When I was little, my dad had a favorite saying for me. He would tell me: “Jordyn, it’s more important to be nice than smart, and it's more important to be smart than pretty.” It was a saying that I could finish, one that he’d tell me whenever I needed to hear it, and one that I still carry with me to this day.
But when I was three, or five, or seven, I never thought too much about it. I figured that everyone knew that it was important to be kind. Was I naive? Not for a little girl under eight years old. I thought the world was a good place, with lots of opportunities. Don’t get me wrong, my parents taught me boundaries: not to talk to strangers, and that the world can hurt; the typical things that every child knows. But I was sure that people wanted to be nice.
As I grew older, I learned this was not the case. Friends talk behind each other’s backs. People fight for good grades. Ten-year old girls become obsessed with the concepts of dating, makeup, hair, and thinking they’re ‘fat.’
For me, it was grade five when I reached the stage of thinking I was not pretty enough, skinny enough, or good enough.
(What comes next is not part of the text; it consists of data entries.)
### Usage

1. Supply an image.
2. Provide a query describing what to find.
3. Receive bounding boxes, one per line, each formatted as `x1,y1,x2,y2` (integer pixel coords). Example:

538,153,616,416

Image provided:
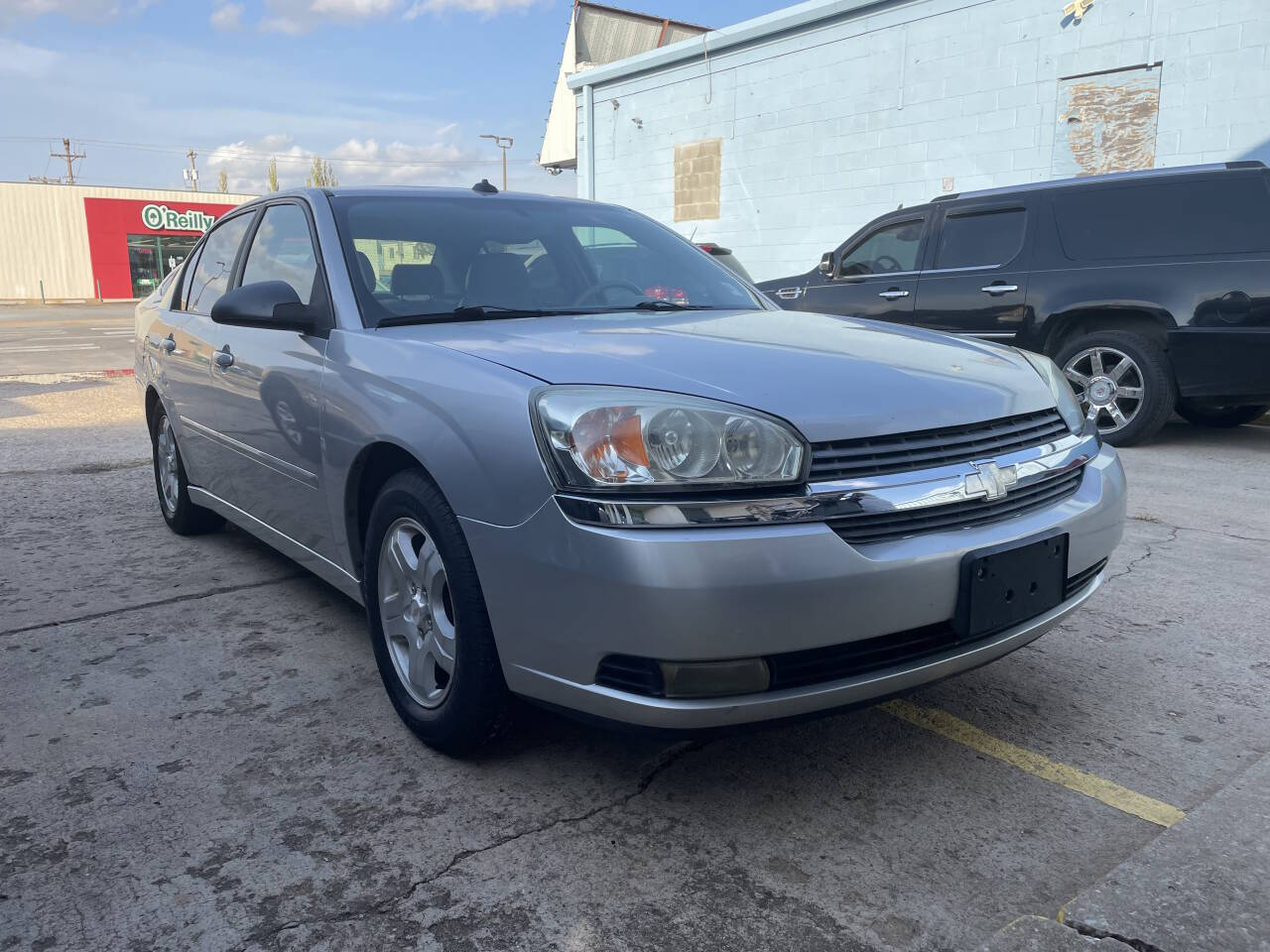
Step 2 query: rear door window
186,214,254,314
1054,174,1270,262
935,208,1028,269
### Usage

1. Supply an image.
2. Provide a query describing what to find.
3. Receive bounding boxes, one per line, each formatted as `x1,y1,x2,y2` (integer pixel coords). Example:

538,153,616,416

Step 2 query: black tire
1178,400,1270,429
362,470,511,756
150,407,225,536
1054,330,1178,447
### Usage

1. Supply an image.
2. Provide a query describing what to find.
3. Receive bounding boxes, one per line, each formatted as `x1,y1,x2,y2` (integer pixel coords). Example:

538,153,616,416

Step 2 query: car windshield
331,195,765,326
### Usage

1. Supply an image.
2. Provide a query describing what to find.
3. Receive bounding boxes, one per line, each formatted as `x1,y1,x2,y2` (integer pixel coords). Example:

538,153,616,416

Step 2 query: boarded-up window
1051,66,1160,178
675,139,722,221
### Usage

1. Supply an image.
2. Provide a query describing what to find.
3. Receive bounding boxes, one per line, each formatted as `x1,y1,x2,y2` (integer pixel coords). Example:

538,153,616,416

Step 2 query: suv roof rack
931,159,1266,202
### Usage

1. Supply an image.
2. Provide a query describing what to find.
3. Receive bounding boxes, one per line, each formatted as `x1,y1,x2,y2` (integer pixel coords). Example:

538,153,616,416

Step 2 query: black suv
759,162,1270,445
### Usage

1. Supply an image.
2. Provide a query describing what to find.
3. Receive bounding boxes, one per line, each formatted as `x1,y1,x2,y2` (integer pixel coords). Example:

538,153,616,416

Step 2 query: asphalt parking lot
0,375,1270,952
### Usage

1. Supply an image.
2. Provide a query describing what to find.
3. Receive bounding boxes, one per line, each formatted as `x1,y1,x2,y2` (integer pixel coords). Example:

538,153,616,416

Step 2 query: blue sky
0,0,788,194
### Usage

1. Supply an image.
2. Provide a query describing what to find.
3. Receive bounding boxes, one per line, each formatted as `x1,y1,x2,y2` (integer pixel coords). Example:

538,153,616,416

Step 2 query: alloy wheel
1063,346,1146,434
378,518,456,707
156,416,181,516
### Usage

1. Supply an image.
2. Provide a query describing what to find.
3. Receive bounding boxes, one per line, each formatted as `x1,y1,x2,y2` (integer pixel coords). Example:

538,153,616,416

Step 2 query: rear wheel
362,471,509,754
1054,330,1176,447
150,409,225,536
1178,400,1270,427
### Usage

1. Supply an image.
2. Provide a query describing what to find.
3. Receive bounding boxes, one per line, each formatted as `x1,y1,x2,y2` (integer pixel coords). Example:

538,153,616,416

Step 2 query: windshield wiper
375,304,595,327
627,298,717,311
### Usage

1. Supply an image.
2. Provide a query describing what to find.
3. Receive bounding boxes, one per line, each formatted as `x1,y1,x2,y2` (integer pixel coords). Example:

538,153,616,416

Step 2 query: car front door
198,199,330,553
913,198,1035,339
782,214,927,322
160,210,255,498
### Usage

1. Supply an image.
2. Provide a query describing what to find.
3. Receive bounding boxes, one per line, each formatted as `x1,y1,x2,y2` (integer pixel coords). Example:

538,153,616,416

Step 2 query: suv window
935,208,1028,268
1054,174,1270,262
186,214,253,313
838,218,925,278
242,204,318,304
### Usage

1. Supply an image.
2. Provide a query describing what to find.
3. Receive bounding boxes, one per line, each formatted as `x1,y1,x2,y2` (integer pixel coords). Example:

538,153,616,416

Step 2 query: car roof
929,160,1266,210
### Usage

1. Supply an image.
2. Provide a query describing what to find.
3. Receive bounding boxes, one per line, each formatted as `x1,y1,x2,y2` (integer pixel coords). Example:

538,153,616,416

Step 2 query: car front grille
828,467,1083,545
595,558,1106,697
811,409,1071,482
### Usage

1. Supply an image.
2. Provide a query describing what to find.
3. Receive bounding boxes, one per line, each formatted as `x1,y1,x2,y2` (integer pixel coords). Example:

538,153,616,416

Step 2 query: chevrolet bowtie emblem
965,462,1019,500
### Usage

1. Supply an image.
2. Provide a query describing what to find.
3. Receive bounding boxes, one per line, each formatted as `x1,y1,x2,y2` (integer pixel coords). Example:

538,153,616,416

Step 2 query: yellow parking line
881,699,1187,826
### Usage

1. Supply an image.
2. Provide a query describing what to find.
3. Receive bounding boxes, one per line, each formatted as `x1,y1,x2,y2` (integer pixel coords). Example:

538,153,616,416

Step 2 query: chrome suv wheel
1063,346,1144,435
378,518,457,707
1054,330,1178,447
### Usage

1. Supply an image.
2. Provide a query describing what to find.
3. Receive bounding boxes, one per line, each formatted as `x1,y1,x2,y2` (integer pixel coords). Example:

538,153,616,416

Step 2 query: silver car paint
136,190,1125,726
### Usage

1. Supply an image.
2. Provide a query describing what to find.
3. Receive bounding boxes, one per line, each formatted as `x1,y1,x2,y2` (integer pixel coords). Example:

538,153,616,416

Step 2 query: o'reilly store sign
141,204,216,231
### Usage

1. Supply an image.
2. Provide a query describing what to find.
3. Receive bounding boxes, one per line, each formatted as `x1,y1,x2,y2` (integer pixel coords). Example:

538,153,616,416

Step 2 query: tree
306,155,339,187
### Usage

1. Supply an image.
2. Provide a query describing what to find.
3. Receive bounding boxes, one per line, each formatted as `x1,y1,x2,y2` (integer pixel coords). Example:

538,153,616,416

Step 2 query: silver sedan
136,184,1125,753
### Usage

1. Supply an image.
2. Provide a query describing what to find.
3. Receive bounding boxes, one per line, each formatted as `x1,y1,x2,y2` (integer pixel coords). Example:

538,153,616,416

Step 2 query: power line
0,136,537,168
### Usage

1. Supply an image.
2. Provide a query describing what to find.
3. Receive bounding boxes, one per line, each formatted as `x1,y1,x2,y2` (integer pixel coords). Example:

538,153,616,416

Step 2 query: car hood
401,311,1054,441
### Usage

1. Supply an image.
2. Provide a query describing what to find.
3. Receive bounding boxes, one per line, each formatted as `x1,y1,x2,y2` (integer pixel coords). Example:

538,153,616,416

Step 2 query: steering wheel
574,278,648,304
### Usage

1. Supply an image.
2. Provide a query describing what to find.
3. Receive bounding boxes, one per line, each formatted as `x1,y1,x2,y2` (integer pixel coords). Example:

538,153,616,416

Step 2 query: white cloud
405,0,543,20
207,4,242,29
0,37,61,77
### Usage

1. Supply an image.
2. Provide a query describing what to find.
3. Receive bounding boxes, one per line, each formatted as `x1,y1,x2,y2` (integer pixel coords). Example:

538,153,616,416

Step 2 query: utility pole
181,146,198,191
31,139,85,185
481,133,512,191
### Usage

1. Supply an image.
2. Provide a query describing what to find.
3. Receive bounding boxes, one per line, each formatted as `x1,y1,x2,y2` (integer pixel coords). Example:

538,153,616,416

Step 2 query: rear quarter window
1054,174,1270,262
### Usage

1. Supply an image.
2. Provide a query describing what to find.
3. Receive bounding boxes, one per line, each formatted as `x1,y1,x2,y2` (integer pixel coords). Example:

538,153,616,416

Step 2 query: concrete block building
567,0,1270,280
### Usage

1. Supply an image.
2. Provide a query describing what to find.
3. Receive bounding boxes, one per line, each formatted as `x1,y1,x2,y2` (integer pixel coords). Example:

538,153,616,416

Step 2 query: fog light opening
658,657,771,698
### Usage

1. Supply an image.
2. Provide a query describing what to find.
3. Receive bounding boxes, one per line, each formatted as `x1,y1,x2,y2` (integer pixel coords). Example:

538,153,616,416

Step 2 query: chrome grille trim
811,408,1070,482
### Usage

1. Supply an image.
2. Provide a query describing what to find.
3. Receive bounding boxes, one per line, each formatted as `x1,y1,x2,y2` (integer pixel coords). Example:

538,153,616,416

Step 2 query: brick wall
577,0,1270,280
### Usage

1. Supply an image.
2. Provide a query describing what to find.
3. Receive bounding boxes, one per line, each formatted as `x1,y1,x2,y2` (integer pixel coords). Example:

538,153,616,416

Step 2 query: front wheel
362,471,509,754
1178,400,1270,427
1054,330,1178,447
150,410,225,536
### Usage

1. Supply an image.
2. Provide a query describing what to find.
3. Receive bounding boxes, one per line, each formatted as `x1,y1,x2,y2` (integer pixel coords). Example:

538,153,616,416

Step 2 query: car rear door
192,198,330,553
160,209,255,498
797,212,929,322
913,196,1035,339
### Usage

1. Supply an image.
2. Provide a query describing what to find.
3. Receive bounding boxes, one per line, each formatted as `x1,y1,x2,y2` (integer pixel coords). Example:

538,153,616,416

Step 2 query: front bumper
462,447,1125,729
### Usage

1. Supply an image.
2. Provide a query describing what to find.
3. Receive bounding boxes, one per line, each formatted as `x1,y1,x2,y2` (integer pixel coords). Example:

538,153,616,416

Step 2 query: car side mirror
210,281,322,334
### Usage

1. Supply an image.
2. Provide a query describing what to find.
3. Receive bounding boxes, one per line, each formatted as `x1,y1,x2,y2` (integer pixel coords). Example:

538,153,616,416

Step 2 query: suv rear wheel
1178,400,1270,426
1054,330,1178,447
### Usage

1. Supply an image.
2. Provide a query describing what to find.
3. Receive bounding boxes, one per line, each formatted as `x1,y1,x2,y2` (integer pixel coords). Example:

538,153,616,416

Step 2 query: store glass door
128,235,199,298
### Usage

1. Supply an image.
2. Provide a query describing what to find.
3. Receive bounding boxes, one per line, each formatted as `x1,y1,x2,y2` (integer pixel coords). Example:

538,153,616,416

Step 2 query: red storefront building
0,181,251,300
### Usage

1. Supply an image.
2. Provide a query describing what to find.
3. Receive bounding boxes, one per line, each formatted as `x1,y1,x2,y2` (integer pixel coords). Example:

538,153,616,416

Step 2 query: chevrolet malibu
136,182,1125,752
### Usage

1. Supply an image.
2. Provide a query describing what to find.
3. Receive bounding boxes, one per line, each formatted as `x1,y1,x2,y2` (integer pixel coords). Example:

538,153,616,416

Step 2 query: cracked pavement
0,381,1270,952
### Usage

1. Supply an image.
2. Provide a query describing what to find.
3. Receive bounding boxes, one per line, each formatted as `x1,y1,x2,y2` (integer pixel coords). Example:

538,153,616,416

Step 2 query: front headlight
1019,350,1084,432
534,386,806,490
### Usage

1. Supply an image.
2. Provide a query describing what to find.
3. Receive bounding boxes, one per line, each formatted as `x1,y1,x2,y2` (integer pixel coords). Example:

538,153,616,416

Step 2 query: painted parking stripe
881,699,1187,828
0,344,100,354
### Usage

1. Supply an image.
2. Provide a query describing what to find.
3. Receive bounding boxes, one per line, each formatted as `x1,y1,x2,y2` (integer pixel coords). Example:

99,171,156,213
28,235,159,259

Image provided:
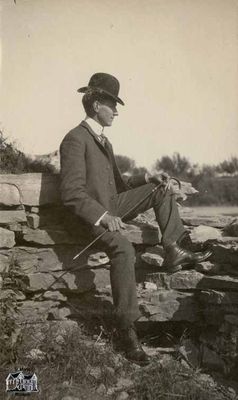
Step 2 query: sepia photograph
0,0,238,400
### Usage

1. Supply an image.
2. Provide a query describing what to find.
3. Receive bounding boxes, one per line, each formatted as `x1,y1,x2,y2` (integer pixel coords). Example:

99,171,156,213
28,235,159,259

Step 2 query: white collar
85,116,104,136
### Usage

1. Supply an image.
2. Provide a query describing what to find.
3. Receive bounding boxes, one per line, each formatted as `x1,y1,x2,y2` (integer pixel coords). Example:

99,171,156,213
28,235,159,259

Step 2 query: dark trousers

In middle school, I started to think there was a way I 'should' look. Then throughout my early high school years, I shoved the idea about beauty being the least important thing into the back of my mind. To me, it was important to be pretty. I was worried about my appearance. Maybe it was because I struggled with honors math and felt like I wasn't smart. Maybe it was because I didn’t have a friend I could go to for anything at the beginning of high school, or I thought that kindness wouldn't get me anywhere.
This was, and still is, no excuse. My dad worked hard to tell me that kindness is above everything, and that I should try in school more than I should try to improve my appearance. By teaching me this, I knew, even if it was subconsciously, that my life didn’t depend on whether or not I was the stereotypical definition of ‘pretty.’ People may admire someone for how they look, but they won’t remember it. They remember if you were kind or not, if you tried in school or worked hard at something. These are the qualities we look for as we age, not if the person we’re talking to is gorgeous.
For this, especially now, as I’m living away from home and beginning adulthood, I’m grateful.
I think that The Help phrases what my dad taught me well. One of the main characters, Aibee, says to the little girl whose mother she works for that “you is kind, you is smart, [and] you is important." Aibee doesn’t tell this tiny human that she is kind, smart, and drop dead gorgeous, because that’s not what lifts someone up. It’s not what life is about. Importance relies in kindness, and how hard you try to do your best.
Sure, a compliment about your appearance is a nice compliment to get, but it’s not your identity. It's not something you cherish. It fades. If you’re having a bad day, where your hair isn’t working, where your jeans are feeling a little too tight, or where you just can't find the look you're going for, you can still radiate kindness. And then, if you can do that, you can study hard and try your best. No one needs to be defined by how attractive they are.
I’m so thankful for what my dad ingrained into my head from as early on as I can remember. I think it allowed me to have a different perspective on life than some of my peers. Be kind, study hard, and you’ll radiate beauty without having to obsess about it. Don’t focus on your appearance, as so many do (as I did!), and instead, remember what’s truly important in a society obsessed with physical attractiveness: “It’s more important to be nice than smart, and it’s more important to be smart than pretty.”